Sunday, May 01, 2005

The Great Walk

Tramping in New Zealand is a religious experience. Home to some of the world’s best walks, thousands of people pilgrimage to New Zealand every year to walk among Nature’s gifts.

We chose to walk the Routeburn Track, a three-day, 33-kilometer feast for the eyes. Starting in Mount Aspiring National Park, the track traverses through New Zealand’s most stunning wilderness, past crystal clear trout streams, dazzling alpine meadows, impenetrable rainforest, and bottomless mountain lakes, ending in Fjordland National Park near Milford Sound.

We start the walk near Glenorchy, New Zealand, famous for its Lord of The Rings vistas. The track starts on the bank of the Routeburn River, where trout can be spotted in the gin-clear depths even from the trail hundreds of feet away. After catching a few of these New Zealand beauties on a flyrod, we follow the track west through a rainforest carpeted in silver ferns. The river and trail play tag, with rustic swing bridges periodically spanning the chasm. Before long we find ourselves in the picture-perfect Routeburn Valley, with only a steep climb and a handful of waterfalls separating us from the Routeburn Falls hut - our destination for the evening.

Day two starts with a glorious sunrise ricocheting off the waterfalls and tarns of the high alpine. Hiking up to the Harris Saddle, we are treated with mind-blowing vistas, thundering water, and even a rare alpine skink. Cresting the saddle our jaws drop, as the grandeur of the Hollyford Valley reveals itself. Jagged glacier-clad peaks thrust to the heavens, while in the distance waves pound a secluded ocean beach. It is a dichotomy unlike any we have ever seen.

We finally tear ourselves away, and hike along an exposed ridge, constantly buffeted by some of the best views in the world. A myriad of crystal-clear streams fall down the steep slopes beneath our feet, while far below, the trout-choked Hollyford River tumbles north to the sea. Eventually, we drop through a mystical rainforest to picturesque Lake McKenzie to the McKenzie Hut.

We wake on day three to a light drizzle, and set out towards Lake Howden. The fog and mist gives a surreal light to the intense New Zealand fauna. Moss and lichen literally drip from the trees, and every turn reveals a new waterfall plunging down the step green slopes. Soon, the sun burns away the gray, revealing rugged snow-clad peaks above the forest canopy. As we drop down towards Fjordland, sunlight streams through the trees, illuminating the moss-draped trunks with an ethereal green glow. We smile as we reach the end, knowing we have just completed one of the greatest walks in the world.

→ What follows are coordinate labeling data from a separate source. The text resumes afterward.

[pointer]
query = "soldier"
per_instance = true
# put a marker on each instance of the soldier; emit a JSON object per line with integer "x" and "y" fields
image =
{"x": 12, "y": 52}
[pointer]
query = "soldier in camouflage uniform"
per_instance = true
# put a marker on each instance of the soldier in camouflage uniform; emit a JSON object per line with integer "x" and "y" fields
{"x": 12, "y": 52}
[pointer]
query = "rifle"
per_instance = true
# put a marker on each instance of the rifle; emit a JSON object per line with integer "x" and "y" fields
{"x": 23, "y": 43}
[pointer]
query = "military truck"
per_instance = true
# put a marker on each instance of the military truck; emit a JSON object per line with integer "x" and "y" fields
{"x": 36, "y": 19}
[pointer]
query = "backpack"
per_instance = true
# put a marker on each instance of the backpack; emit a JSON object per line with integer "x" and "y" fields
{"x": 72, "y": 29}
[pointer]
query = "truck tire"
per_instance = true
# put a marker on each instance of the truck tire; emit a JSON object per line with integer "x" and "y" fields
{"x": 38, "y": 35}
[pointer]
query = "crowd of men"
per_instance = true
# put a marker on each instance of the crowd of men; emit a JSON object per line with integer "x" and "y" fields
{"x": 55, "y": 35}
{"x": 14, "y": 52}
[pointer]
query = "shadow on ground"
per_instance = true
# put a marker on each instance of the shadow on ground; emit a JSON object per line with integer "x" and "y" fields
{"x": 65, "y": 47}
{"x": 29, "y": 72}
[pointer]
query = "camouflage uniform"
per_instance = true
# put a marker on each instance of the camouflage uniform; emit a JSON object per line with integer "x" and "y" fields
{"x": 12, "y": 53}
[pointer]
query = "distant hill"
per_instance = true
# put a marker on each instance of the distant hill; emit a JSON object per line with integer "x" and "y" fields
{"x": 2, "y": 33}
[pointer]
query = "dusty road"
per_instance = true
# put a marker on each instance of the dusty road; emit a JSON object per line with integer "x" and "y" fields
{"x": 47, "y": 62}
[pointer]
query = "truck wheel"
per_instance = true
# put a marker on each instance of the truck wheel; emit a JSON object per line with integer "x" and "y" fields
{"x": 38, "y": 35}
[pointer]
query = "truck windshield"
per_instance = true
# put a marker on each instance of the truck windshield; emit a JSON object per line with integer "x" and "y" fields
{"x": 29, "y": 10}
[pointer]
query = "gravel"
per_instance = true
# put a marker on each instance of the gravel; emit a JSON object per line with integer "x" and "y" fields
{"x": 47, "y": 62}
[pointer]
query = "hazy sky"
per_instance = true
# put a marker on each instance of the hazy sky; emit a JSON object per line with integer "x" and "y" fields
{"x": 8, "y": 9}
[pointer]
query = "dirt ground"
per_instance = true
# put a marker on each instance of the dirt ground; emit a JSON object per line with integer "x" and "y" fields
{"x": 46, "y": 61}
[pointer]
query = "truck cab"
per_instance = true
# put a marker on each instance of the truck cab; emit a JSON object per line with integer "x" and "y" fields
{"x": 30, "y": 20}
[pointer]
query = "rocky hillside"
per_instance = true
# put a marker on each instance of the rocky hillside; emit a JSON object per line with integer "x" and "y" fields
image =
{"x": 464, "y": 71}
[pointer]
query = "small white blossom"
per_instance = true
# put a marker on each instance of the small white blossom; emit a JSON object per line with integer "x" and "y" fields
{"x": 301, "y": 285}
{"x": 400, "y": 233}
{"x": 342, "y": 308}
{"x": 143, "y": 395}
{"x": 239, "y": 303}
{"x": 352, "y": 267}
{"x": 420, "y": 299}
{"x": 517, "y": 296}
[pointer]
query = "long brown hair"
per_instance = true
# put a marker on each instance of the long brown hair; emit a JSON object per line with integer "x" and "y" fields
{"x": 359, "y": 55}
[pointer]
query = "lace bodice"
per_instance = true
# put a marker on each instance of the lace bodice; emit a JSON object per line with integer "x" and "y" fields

Enjoy the Routeburn Photo Gallery.

Enjoy the Routeburn videos:
Conical Hill Panorama.
Falling Water.

PostScript – Although the Routeburn Track is only 33 kilometers, a drive from the trailhead in Glenorchy to the end point near Milford is more than 350 kilometers. Southwest New Zealand is real wilderness, and roads are rare. It is truly nature at its unspoiled best. That explains why National Geographic just listed it as one of the 10 best hikes in the world.